Neural Networks - The first cut
As I get ready to do my first solo workshop on Deep learning in the field of NLP, my anxiety levels are extremely high and I am definitely excited. The anxiety levels have made me read numerous papers , blog posts and definitely some code. I feel I have made a small progress in understanding the subject and this makes me feel a little comfortable.
Deep learning is really not too hard to understand if you think about it from a real world angle. What we are really trying to do is to build systems that can emulate the human mind.
To explain neural networks, I will take a an real world example and then we will see how they are represented in an NN world. Let us take the simple example of catching a ball when it is thrown at us. If you ask a small kid how he does it , you will hear him say well you throw the ball and I catch it. If you try to look a little closer , there are so many things that the human brain is doing in such a short span time and with the input data changing every second. The human brain is computing the size of the ball, the speed of the ball, the trajectory and checks how confident you are in catching this ball. All of these computations are done in real time and you have an outcome, either you catch the ball or you fail to catch it. Overtime if you are constantly trained to catch the ball, you will eventually see that your confidence levels are high and your outcome essentially is almost positive.
If you were to let a system catch a ball, the very first thing that you need to do is provide inputs to the system i.e translate the type of ball into something that a computer can understand. You would do the same for all the different forms of input. Now your input set is ready.
The next step is defining what you want to do with these inputs and the process of performing an operation on a given input in the field of NN is defined as activation function. The node that performs this activation function on the input is essentially called the neuron. Our nervous system has 10^11 neurons so having just one neuron might not yield us good results.So you add multiple neurons that can perform the same function on the set of defined inputs. We call this bunch as the
Now the very next question we ask ourselves is, okay what is the use of adding more neurons to do the same function, this is answered by
weight matrix. Before explaining what weight matrix is, let us understand what it means in the real world. Every input we considered for the ball example plays some part in the outcome, how much part it plays is what is defined the Weight matrix. As we do not know what is the prominence of each input we just randomly assign weights to input to initiate the process. These weights, multiplied for every input combination are used as inputs for the neurons. Now we have considered all our inputs and we have built something that emulates the human brain. We still do not know if the system caught the ball or not. To know this we pass the output of all the neurons to another node that generates the output by behaving as another neuron that operates on incoming data i.e output of the
hidden layer, thereby telling us if the ball has been caught for a given set of input.We are now done with the first pass of
NN and this is termed as feed forward.
Now this is where things get really interesting, we have the output from the system and the outcome of a real entity, there is a very high chance the system predicted the wrong outcome.

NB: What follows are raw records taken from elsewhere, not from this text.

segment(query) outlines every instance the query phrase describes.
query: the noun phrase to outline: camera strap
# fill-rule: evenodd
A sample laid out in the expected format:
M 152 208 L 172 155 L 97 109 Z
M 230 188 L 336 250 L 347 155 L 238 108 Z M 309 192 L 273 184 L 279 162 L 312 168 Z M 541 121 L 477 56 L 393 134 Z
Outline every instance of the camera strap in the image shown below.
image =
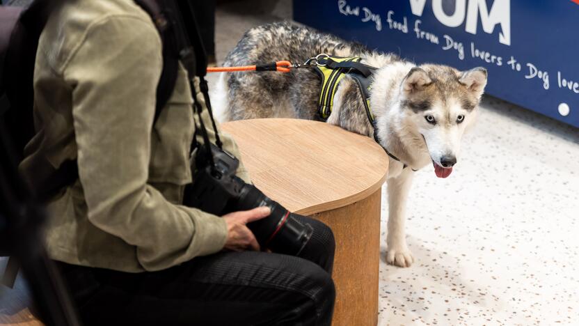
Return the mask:
M 219 137 L 219 132 L 215 123 L 215 119 L 213 117 L 213 111 L 209 97 L 209 87 L 205 78 L 207 74 L 207 55 L 205 54 L 205 47 L 201 40 L 201 36 L 199 34 L 199 29 L 195 17 L 195 13 L 189 1 L 187 0 L 169 0 L 167 1 L 167 5 L 168 8 L 171 8 L 171 11 L 175 13 L 174 15 L 175 20 L 173 22 L 177 39 L 177 43 L 179 59 L 185 68 L 185 70 L 187 70 L 189 84 L 191 92 L 193 93 L 193 111 L 199 118 L 200 130 L 197 130 L 197 125 L 196 124 L 195 134 L 193 135 L 191 143 L 191 152 L 193 153 L 195 149 L 198 148 L 196 134 L 198 131 L 199 131 L 203 139 L 203 150 L 205 151 L 205 157 L 212 167 L 214 166 L 214 162 L 211 150 L 211 142 L 209 139 L 209 135 L 205 123 L 201 116 L 203 107 L 199 103 L 196 96 L 197 90 L 194 83 L 195 77 L 198 77 L 199 91 L 203 95 L 203 99 L 207 108 L 207 113 L 211 119 L 213 130 L 215 134 L 216 145 L 221 149 L 223 144 Z

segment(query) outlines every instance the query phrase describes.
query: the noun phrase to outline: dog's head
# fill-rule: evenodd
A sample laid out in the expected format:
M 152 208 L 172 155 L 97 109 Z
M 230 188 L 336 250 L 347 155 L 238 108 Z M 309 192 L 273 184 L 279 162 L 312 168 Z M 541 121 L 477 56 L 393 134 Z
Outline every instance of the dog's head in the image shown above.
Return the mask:
M 438 65 L 413 68 L 400 86 L 406 121 L 424 137 L 434 171 L 446 178 L 452 171 L 464 131 L 475 121 L 486 85 L 486 70 L 461 72 Z

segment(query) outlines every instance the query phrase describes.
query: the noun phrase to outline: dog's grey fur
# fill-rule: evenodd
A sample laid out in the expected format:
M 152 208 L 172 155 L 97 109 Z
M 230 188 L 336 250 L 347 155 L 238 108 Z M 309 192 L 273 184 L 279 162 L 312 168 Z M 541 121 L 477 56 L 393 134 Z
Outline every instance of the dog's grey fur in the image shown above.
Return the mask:
M 251 65 L 289 60 L 303 63 L 319 54 L 360 56 L 379 68 L 373 75 L 370 107 L 376 117 L 379 142 L 414 169 L 431 162 L 443 166 L 445 157 L 458 155 L 461 137 L 475 121 L 486 83 L 484 68 L 459 72 L 439 65 L 416 66 L 391 54 L 371 51 L 315 30 L 288 22 L 274 23 L 247 31 L 227 56 L 224 65 Z M 312 69 L 223 74 L 212 93 L 221 121 L 290 117 L 321 120 L 317 101 L 321 81 Z M 347 76 L 336 88 L 328 123 L 372 137 L 363 99 L 357 84 Z M 436 117 L 429 123 L 427 116 Z M 464 123 L 457 116 L 464 117 Z M 408 266 L 413 258 L 404 233 L 404 206 L 411 183 L 411 169 L 390 160 L 390 217 L 387 261 Z M 436 166 L 436 165 L 435 165 Z

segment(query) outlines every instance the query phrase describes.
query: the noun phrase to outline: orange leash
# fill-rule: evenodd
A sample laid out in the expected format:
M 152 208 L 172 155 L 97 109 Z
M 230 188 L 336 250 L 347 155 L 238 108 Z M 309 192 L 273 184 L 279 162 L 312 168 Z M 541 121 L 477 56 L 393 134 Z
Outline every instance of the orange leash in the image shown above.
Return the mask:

The reason is, the system does not understand the inputs and their prominence aka weights properly. This needs to be corrected, we find the difference between the expected outcome and system generated outcome and we call this error. We need to reduce the error, we cannot modify the inputs but what we can modify are the weights. So that is exactly what happens in an `NN’, by a process known as Back-propagation which is beautifully explained by Christopher Colahs Blog on Back propagation. This process of adjusting weights to reduce error is when the actual learning starts. Once the weights are adjusted, the feed forward process begins from the first layer all the way to the output.
So now you have started training your model and your model is learning slowly. In the ball catching example, I mentioned that a person becomes a better catcher if you train him over time. This is exactly what we do with our model too, we keep reiterating our process eventually giving us an intelligent system that can predict if a person can catch the ball or not based on different criteria.
This is how an
NN works and this is our first small step to building intelligent systems.